Es muss auf einen zweiten Aspekt hingewiesen werden. Es handelt sich nämlich tatsächlich um ein wahrscheinlich höchst unterbewusstes Ablenkungsmanöver insbesondere der Bundesjustizministerin, die gegen das Prinzip der Gewaltenteilung kräftig die Medientrommel im Hinblick auf die BGH-Entscheidung gerührt hat.

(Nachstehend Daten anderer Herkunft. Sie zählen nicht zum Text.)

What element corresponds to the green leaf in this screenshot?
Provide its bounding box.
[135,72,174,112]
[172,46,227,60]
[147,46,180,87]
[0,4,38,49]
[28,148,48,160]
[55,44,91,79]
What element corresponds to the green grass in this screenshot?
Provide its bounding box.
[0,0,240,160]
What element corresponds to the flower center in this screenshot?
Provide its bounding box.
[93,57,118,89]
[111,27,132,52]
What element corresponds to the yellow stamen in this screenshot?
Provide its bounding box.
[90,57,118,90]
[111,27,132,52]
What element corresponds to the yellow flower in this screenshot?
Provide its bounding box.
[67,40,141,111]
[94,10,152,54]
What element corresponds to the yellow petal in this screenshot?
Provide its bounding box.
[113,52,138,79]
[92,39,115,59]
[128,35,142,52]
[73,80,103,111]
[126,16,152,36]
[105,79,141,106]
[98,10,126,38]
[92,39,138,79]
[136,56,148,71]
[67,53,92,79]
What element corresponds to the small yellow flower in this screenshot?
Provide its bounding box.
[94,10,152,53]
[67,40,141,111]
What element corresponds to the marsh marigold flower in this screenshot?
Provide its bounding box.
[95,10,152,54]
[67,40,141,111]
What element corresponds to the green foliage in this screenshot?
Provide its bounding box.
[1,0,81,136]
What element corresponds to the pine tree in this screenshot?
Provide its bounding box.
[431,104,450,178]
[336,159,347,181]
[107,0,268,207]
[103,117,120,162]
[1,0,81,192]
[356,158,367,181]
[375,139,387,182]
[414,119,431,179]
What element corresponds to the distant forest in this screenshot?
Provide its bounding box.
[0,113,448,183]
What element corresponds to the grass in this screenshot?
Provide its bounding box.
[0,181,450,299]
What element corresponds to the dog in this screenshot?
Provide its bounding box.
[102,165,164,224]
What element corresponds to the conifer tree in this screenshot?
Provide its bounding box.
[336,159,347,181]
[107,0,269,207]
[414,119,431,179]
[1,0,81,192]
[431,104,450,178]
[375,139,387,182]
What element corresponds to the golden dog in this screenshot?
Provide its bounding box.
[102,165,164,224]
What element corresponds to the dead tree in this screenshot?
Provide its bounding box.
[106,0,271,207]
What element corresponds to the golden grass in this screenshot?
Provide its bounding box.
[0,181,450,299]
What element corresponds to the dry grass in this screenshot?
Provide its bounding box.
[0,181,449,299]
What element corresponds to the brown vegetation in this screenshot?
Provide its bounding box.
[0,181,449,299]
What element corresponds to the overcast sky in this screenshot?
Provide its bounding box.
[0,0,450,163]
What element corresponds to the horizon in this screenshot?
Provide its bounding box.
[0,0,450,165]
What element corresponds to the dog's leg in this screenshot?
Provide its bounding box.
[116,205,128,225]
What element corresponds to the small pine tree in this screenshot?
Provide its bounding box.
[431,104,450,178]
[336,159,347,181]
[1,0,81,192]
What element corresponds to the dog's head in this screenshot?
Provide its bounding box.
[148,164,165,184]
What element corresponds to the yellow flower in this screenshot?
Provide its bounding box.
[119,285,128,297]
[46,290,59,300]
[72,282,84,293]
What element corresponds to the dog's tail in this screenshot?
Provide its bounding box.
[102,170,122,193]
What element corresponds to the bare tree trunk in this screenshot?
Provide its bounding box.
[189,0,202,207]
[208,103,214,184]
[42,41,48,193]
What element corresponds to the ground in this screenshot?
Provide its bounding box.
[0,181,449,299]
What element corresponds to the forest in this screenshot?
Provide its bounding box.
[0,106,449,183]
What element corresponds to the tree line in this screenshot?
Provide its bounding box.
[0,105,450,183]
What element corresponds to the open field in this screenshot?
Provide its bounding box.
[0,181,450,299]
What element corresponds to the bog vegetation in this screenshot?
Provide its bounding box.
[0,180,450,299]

Mit Hilfe des Bundesjustizministeriums wird gerade der Datenschutz des Individuums sowie das informationelle Grundrecht - beide in Artikel 2 des Grundgesetzes angesiedelt - bis zur Unkenntlichkeit verstümmelt.
Geht ein Bundesbürger durch eine Innenstadt, wird er durch eine Bankkamera, durch eine Kaufhauskamera, gegebenenfalls durch Karten fürs Parkhaus überwacht, kauft er irgendwelche Konsumgüter, sind diese elektronisch codiert, und jetzt wird gerade ein wenig am Mautsystem orientiert, die total durchleuchtende elektronische Gesundheitskarte für jedermann eingeführt. Der Pass oder Personalausweis mit jenem Gencode versehen, den Eltern und Kinder untereinander nicht wissen dürfen, und sonstigen biometrischen Daten ist eine Frage der Zeit.
In Zeiten, in denen es ständig aus allen Parteien heißt, weniger Staat, ist es schon grotesk davon abzulenken, dass nicht die inkriminierten Männer ihren Kindern "informationelle Grundrechte" nehmen, sondern der Staat den Männern, aber vor allem allen Bürgern, die mit immenser Geschwindigkeit der Totalüberwachung von oben seelenruhig und aktiv mittuend entgegenrasen. Väter und Mütter sollten sich schützend vor ihre Kinder stellen, damit diese noch eine kleine Chance behalten, in ihrem Leben unbemerkt einen Apfel zu essen, einen Liebespartner zu küssen oder auch gelegentlich lustvoll falsch zu parken.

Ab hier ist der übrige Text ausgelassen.